The driver slammed his foot down onto the clutch, went up through his gears. He hit the horn.
They went fast out of the square. Within a few minutes they were back into the system of wide boulevards that were the public face of Damascus. They were heading for the air ministry headquarters.
"Did Major Said Hazan give orders that I was to be brought this way, that I was to see them?"
Abu Hamid saw the black tooth gaps, and the yellowed stumps, and he heard the cackle of the driver's mirth.
"Ourselves, we are not sure of him," the Brother said.
"He has proven himself."
"We are not certain of his determination."

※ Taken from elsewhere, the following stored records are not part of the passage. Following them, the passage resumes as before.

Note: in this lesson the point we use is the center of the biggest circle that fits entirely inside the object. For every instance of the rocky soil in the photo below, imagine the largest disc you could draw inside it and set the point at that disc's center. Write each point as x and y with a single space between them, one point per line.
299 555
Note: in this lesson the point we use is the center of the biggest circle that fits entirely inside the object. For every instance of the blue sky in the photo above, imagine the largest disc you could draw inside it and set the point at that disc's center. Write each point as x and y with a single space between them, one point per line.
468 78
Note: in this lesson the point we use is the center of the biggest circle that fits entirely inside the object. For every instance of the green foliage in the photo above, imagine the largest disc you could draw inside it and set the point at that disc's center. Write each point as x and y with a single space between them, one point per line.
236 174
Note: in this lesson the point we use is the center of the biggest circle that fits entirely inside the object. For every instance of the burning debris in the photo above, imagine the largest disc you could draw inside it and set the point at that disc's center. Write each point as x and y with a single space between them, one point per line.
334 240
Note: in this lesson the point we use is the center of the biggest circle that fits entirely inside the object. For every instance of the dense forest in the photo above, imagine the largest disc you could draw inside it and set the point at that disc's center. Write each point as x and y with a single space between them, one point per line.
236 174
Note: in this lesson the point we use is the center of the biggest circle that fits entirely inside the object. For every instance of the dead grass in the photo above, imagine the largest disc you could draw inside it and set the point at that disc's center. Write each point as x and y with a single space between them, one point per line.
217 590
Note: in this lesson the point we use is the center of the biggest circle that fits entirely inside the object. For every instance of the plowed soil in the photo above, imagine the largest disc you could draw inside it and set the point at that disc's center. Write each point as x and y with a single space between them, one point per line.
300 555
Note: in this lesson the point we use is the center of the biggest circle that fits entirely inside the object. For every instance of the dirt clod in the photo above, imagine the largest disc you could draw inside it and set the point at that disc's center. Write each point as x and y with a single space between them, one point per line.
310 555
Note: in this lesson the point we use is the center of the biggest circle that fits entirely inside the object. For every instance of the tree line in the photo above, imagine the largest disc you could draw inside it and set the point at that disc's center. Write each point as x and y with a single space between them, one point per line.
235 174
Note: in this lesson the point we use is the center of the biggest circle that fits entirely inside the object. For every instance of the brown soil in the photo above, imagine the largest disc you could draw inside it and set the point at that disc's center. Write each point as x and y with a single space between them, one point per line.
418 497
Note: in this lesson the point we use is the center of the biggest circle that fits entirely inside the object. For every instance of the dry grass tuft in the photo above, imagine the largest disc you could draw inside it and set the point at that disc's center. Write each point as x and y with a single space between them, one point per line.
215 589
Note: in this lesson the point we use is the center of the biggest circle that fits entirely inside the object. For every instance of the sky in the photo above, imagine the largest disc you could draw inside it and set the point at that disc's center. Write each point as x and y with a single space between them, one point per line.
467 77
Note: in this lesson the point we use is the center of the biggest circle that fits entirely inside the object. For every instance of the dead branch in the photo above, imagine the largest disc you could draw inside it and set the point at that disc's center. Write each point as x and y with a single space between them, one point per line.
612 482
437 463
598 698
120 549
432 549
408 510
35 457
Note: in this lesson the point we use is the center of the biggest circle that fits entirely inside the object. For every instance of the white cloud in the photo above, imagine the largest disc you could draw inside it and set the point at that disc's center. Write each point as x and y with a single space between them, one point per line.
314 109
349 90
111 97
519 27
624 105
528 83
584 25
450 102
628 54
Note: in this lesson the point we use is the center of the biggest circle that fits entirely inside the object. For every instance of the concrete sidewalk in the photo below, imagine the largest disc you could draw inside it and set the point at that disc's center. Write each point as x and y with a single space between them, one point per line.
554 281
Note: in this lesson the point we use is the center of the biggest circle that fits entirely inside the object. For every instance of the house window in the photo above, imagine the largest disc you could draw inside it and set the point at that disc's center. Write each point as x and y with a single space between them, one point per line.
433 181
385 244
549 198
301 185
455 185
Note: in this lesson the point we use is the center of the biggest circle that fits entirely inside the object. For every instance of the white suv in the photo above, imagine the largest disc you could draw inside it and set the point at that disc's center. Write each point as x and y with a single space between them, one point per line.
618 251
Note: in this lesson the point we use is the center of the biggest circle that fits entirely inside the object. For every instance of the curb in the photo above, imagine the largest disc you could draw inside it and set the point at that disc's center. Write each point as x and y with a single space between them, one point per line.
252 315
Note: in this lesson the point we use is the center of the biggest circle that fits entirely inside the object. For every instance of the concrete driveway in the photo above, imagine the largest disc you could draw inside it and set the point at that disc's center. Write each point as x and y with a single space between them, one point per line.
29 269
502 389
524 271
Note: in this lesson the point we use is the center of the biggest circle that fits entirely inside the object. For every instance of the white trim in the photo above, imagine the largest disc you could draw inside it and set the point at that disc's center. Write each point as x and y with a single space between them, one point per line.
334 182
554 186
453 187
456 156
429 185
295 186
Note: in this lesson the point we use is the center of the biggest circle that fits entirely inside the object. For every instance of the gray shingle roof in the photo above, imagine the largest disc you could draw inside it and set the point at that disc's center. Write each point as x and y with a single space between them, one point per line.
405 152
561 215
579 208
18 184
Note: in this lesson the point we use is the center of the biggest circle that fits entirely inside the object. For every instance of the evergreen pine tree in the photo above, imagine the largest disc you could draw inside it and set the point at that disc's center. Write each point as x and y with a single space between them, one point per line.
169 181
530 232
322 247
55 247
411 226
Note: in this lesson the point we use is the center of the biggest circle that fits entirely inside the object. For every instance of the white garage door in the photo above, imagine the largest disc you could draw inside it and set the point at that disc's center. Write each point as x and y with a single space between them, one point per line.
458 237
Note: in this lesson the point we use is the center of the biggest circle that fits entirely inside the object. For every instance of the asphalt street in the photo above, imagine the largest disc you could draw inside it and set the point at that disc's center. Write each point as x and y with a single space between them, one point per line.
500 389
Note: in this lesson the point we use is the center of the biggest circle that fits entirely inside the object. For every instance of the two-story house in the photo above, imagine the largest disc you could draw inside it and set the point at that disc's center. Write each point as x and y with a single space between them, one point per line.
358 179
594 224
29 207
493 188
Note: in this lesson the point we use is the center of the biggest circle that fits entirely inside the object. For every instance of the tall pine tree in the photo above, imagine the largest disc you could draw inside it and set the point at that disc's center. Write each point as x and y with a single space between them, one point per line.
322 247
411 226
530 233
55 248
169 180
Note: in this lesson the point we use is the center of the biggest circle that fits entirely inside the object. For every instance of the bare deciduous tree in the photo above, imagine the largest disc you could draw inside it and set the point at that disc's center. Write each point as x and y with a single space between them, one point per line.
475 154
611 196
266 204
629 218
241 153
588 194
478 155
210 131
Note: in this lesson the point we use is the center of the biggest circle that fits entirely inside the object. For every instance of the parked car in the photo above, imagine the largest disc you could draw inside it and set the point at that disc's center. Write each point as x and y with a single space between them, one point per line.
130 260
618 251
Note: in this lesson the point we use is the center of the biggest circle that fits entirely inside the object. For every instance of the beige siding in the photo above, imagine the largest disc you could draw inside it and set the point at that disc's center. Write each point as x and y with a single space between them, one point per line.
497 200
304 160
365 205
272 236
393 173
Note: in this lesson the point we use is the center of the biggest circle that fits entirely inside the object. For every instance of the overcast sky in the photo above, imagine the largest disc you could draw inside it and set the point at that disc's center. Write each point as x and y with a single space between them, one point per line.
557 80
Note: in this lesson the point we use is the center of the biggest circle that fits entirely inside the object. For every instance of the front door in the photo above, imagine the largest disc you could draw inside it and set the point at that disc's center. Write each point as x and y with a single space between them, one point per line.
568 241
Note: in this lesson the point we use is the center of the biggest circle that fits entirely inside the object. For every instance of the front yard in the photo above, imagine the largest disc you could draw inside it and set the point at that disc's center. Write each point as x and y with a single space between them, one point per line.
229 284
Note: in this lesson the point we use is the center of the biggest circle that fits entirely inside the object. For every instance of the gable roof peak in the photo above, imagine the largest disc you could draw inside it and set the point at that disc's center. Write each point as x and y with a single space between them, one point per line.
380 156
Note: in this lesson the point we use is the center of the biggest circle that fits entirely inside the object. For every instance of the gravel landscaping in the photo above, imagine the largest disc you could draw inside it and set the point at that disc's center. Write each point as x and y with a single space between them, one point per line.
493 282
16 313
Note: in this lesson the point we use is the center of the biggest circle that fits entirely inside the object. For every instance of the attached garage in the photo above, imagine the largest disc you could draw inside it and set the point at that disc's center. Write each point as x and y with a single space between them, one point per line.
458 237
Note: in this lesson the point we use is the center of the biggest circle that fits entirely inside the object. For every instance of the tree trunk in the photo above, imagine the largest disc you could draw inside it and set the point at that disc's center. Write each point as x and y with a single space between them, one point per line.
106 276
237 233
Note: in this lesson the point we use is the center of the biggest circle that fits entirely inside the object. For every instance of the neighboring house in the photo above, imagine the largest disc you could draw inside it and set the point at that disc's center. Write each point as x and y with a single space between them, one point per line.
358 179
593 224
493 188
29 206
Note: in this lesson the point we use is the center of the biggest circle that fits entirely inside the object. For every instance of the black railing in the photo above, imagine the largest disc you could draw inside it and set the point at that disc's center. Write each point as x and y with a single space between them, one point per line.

Major Said Hazan wriggled in his chair. He fancied he could still feel the sharpness of her nails in the skin at the small of his back. The skin on his back and down over his buttocks was of an especial sensitivity, because it was from there that the surgeons had taken the live tissue for grafting onto the uncovered flesh of his face. "He was the top student in Simferopol, and in the military academy he showed us the extent of his determination."
The Brother shrugged. It was many years since the Popular Front had been able to take decisions for themselves.
"If you are certain…"
"It is what I have decided."
Major Said Hazan went to the door of his office. In the outer office he saw the young Palestinian sitting with his head drooped. He thought the young man seemed tired.
He made his pretence of a welcoming smile, he waved Abu Hamid into his office.
"You had a good journey, Hamid?"
"I had a good journey," Abu Hamid muttered.
"You saw the sights of Damascus?"
"I saw the hanged bodies."
Major Said Hazan stretched out his arms, rolled his shoulders. "We are like an old city, Hamid, with enemies at every gate, but if we are ruthless in our struggle our enemies will never scale our walls nor force our gates. Please, Hamid, be seated." Major Said Hazan took from a cabinet refrigerator a chilled bottle of fruit juice and poured it for Abu Hamid. He went back to his desk, he took from a drawer the plan of the Defence Ministry on Kaplan, and spread it over the surface of the desk. With the heel of the hand that had no fingers he smoothed the plan flat.